BCE et monétarisme
Les dirigeants de la BCE ne maîtrisent manifestement pas la situation…
Ils ont constamment déclaré pendant des mois (jusqu’au 5 juin dernier) qu’il n’y avait aucun risque important d’inflation car les prix allaient baisser et qu’ils ne voulaient pas augmenter leur taux de base de façon à stimuler une croissance qui s’annonçait faible.
Revirement total le 6 juin : les dirigeants de la BCE ont commencé à déclarer que l’inflation (à 4 % !) était devenue le problème majeur et qu’ils allaient augmenter leur taux de base car la croissance resterait forte.
Le cours de l’euro a remonté et il est resté très élevé (par rapport au US$) car les investisseurs ont considéré que les déclarations de la BCE étaient fiables (!), et la BCE a augmenté son taux de 4 % à 4,25 % le 3 juillet.
Revirement total depuis le 7 août : ils déclarent à nouveau que l’inflation ne présente pas de risques importants et qu’ils envisagent de baisser leur taux pour stimuler la croissance qui s’annonce finalement très faible dans la zone euro, voire négative (en Italie).
Dans cette perspective, l’euro a plongé par rapport au US$.
La situation est maintenant ingérable dans la zone euro : la BCE devrait à la fois augmenter son taux de base (au moins à 4,5 %) pour lutter contre l’inflation et le baisser (à 2 ou 3 %) pour stimuler la croissance qui est quasiment à zéro (comme je l’ai écrit précédemment).
Les marchés ainsi ballottés, ont anticipé un relèvement des taux puis une baisse, dans les deux cas dans une perspective de stagflation,
Graphique :
Cliquer ici ou sur le graphique pour l’agrandir.
Cette situation est le résultat des erreurs d’analyse de la part des dirigeants de la BCE qui sont en fait sous l’influence dominante de la Banque de France.
Depuis toujours (c’est à dire depuis la fin de la Seconde guerre mondiale), les dirigeants de la BdF considèrent que ce sont eux qui doivent contrôler la variation de la masse des crédits accordés par les banques à leurs clients car il s’agit là d’après eux, d’une source possible de création monétaire.

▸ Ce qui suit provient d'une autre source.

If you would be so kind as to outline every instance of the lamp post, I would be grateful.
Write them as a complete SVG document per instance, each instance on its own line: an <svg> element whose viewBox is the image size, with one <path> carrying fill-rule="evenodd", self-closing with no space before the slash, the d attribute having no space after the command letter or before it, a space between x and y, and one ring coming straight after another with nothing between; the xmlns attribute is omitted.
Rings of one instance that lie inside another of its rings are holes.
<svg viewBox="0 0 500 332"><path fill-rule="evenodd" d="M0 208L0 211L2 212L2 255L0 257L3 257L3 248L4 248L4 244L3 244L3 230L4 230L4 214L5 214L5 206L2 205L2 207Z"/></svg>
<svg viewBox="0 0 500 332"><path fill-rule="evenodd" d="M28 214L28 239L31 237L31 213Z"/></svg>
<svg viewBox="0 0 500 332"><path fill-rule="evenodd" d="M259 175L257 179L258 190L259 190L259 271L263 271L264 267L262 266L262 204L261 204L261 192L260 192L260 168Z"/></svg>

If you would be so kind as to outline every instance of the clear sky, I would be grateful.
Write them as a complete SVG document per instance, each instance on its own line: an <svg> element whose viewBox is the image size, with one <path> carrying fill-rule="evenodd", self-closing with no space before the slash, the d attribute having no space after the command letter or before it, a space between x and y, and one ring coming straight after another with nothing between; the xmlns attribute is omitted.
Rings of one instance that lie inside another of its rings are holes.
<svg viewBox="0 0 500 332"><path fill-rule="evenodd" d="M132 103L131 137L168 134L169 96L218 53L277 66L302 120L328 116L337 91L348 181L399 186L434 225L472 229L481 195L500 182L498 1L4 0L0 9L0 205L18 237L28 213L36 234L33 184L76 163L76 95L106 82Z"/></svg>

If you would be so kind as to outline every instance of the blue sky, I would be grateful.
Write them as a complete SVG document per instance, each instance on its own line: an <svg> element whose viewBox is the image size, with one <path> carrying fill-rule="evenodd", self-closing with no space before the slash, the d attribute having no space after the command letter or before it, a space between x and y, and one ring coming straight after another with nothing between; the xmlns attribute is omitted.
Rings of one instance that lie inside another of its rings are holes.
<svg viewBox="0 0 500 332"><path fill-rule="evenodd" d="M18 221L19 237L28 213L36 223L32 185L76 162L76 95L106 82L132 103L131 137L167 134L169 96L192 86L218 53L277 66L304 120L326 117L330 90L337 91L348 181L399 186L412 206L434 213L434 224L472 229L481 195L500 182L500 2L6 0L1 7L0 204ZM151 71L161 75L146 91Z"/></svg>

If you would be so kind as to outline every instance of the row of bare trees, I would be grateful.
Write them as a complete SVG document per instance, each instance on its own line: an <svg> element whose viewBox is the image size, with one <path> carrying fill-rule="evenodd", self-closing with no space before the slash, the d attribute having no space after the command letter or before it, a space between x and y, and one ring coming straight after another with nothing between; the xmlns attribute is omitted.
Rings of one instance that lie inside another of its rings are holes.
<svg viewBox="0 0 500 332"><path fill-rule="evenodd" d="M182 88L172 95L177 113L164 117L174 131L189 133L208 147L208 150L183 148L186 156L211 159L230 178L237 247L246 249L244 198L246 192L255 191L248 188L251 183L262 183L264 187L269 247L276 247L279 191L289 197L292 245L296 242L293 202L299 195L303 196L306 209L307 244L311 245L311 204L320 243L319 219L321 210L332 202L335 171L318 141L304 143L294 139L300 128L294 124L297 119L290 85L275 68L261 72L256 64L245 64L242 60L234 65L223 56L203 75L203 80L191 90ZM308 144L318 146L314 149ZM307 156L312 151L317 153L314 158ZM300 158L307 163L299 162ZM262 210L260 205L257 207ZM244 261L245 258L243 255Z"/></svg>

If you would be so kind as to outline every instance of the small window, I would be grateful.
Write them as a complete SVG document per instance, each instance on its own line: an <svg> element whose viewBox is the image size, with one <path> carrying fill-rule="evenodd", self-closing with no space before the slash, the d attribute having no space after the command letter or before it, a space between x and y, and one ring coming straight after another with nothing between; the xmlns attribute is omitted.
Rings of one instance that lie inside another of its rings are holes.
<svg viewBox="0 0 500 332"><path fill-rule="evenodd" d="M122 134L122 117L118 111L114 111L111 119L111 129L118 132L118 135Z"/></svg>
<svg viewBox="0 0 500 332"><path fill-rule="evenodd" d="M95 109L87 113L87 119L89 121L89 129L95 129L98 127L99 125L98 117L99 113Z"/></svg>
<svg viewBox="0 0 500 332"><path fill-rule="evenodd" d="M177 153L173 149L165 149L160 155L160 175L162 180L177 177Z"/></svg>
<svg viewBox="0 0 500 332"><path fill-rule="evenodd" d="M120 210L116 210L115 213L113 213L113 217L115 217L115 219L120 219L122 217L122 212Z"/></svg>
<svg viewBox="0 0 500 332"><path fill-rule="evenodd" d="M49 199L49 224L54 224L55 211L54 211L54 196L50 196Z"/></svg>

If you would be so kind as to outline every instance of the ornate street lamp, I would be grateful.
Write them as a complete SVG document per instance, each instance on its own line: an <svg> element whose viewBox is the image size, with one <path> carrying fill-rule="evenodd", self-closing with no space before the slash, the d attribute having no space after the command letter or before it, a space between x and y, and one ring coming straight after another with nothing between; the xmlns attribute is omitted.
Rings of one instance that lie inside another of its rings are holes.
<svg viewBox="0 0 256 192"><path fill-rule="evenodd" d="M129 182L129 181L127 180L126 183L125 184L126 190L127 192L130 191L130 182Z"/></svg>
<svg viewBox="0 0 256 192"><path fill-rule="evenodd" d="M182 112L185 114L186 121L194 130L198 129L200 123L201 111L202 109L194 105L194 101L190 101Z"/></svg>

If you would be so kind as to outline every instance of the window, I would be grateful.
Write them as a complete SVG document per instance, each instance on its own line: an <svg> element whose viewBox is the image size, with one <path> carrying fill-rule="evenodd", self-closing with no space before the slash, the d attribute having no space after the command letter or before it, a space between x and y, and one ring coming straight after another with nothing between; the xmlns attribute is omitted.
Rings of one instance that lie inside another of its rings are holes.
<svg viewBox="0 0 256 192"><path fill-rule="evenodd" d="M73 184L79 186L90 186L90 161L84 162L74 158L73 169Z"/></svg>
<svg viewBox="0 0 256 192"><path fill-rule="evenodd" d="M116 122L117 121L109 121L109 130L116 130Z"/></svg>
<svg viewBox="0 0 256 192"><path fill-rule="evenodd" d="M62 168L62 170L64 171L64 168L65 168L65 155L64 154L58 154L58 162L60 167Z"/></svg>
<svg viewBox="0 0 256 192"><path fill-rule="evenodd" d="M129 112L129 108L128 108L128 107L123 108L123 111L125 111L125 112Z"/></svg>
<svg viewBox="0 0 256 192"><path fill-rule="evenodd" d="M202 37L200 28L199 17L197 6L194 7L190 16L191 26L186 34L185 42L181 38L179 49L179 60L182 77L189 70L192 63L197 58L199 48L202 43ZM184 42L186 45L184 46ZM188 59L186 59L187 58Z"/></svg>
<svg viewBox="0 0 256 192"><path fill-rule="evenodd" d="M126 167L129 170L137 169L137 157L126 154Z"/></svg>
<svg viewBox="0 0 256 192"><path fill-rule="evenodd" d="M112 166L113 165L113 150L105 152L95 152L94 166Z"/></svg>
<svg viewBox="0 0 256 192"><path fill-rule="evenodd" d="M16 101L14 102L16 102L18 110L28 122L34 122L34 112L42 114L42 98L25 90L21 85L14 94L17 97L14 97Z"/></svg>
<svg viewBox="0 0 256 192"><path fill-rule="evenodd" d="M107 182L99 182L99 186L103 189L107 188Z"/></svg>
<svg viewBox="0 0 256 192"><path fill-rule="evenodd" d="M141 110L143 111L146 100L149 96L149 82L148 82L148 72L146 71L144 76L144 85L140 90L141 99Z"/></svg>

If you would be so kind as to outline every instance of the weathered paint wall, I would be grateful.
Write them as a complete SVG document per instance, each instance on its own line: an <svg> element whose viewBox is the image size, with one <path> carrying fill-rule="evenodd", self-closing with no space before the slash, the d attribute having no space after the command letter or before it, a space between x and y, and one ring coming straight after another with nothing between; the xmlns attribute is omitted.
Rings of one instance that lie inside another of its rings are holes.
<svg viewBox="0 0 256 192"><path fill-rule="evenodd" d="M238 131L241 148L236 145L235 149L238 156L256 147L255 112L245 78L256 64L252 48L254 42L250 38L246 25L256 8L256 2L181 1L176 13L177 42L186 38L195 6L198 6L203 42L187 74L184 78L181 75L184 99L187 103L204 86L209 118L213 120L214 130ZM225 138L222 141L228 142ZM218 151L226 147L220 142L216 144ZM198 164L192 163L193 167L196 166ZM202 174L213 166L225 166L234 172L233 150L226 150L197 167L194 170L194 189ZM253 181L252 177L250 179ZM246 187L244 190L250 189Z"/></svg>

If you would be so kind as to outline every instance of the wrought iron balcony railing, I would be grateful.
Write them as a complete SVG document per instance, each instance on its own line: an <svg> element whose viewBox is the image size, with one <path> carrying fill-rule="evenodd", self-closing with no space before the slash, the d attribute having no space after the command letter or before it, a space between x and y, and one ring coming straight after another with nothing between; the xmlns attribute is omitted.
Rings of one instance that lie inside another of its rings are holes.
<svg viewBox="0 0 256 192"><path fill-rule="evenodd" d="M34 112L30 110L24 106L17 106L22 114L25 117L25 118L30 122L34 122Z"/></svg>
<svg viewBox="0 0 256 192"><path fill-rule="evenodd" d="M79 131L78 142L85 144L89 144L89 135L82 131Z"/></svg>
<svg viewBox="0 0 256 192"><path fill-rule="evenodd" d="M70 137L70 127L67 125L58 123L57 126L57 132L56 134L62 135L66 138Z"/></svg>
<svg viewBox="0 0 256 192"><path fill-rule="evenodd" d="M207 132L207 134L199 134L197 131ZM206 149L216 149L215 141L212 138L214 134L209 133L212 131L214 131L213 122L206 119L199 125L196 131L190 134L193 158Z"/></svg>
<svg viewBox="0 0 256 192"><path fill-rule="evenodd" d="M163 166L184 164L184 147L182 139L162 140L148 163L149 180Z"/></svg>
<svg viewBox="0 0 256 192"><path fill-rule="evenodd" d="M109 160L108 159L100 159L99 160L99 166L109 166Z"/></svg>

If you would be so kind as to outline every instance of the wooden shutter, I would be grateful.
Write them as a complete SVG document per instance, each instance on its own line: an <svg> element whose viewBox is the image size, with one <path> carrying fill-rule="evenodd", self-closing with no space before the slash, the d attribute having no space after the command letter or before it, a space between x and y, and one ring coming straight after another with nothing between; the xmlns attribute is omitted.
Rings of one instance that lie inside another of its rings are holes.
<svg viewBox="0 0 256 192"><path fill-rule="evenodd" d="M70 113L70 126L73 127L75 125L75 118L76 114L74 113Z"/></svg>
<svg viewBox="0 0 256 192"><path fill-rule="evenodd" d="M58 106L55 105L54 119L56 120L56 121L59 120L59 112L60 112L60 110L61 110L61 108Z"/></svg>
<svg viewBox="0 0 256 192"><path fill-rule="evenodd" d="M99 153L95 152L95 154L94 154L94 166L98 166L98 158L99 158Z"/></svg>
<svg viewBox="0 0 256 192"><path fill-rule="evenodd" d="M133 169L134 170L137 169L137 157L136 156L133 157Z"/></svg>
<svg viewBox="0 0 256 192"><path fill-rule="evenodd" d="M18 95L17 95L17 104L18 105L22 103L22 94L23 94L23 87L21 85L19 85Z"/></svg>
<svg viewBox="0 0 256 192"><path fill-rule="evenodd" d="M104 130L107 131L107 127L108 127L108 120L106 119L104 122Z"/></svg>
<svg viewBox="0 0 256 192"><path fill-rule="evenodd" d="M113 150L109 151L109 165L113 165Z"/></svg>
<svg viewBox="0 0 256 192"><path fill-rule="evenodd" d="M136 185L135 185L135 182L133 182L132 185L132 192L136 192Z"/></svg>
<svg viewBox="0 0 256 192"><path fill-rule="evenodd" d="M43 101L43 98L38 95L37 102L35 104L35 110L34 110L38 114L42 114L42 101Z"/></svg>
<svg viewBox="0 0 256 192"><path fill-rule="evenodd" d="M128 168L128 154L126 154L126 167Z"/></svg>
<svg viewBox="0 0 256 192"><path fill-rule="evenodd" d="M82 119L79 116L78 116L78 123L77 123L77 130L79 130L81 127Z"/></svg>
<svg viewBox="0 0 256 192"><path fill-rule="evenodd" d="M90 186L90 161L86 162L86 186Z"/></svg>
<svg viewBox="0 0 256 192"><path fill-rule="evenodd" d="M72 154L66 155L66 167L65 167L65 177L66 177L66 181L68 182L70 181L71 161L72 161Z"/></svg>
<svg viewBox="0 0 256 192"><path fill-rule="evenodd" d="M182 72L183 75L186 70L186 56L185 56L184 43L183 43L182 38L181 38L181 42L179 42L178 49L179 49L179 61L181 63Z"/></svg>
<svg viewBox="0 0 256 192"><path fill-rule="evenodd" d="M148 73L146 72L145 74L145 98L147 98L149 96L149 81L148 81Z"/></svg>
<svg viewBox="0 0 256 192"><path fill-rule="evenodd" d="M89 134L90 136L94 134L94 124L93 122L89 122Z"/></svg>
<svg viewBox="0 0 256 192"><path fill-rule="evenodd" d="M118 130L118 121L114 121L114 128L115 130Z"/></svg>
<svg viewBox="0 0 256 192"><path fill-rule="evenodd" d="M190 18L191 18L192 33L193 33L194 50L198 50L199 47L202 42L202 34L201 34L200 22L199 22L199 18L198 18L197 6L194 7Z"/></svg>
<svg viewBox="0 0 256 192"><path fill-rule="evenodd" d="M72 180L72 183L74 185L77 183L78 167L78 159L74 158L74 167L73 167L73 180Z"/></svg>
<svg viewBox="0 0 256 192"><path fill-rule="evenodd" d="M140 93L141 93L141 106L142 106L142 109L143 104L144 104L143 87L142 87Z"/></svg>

C’est là une erreur monumentale !
Alan Greenspan aborde très bien ce problème dans son livre, Le temps des turbulences : tout dollar épargné a pour vocation à être investi, soit par son propriétaire, soit par une autre personne qui a alors une dette.
Dans ce processus, il n’y a pas de création monétaire, mais optimisation du placement des capitaux, les taux d’intérêt étant fixés par les marchés.
Une création monétaire a lieu quand les règles comptables sont mal appliquées ou lorsqu’elles ne permettent pas de donner une image fidèle de la réalité.
C’est la raison pour laquelle les dirigeants de la Fed surveillent très attentivement les dysfonctionnements comptables qui peuvent être à l’origine de création monétaire alors qu’ils ne cherchent jamais à faire varier la masse des crédits accordés par les banques.
Entre la BCE et la Fed, ce sont deux analyses de politique monétaire qui s’affrontent, deux cultures totalement différentes. On en voit les résultats…
Les gens de la Fed sont monétaristes, ceux de la BCE sont encore sous l’Ancien Régime où le gouverneur de la Banque Centrale donne ses instructions aux banques pour qu’elles accordent ou pas des crédits à leurs clients.
Un rappel : la création monétaire antérieure n’a pas été décelée par les dirigeants de la BCE. Elle provient de la mauvaise application de règles comptables dans la zone euro, en particulier de la non-comptabilisation des engagements de retraite.